Getting arguments from the command-line
Overview
Teaching: 30 min
Exercises: 40 minQuestions
Why are command-line arguments useful?
How can I add command-line arguments to my programs?
Objectives
Gain experience reading and modifying code written by someone else.
Implement command-line arguments with
argparse
.
Before proceeding
Make sure you have followed the setup instructions to download and unzip the intermediate_python_data.zip file.
Command-line Arguments Make Your Programs Easier to Use and Reuse
Have you ever written a short program, and then a few months later discovered that you that you can’t remember exactly how to use it? While good comments and docstrings help, command-line arguments with usage messages can also help.
For many single-use programming tasks and small programs, hard-coding values into the program can be sufficient.

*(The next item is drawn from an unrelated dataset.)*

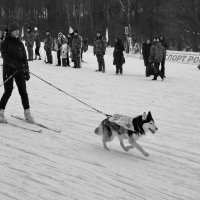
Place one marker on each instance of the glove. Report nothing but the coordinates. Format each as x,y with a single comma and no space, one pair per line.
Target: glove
27,75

However, to make programs reusable it is helpful to supply arguments to the program from the command-line.
For example, command-line arguments that specify the input data file to use will make a data analysis program much easier to reuse compared to the same program with a hard-coded input file.
In the Functions episode, we explored using function arguments to customise the behaviour of a function. Function arguments can supply data, specify options, and generally allow us to modify the function behaviour within the limits allowed by the function design. Good function arguments allow our functions to be reused in different situations or programs.
Command-line arguments to a program are exactly the same. They just operate for the program as a whole rather than a single function. The goals are the same: specify the allowable variations to behaviour for a program.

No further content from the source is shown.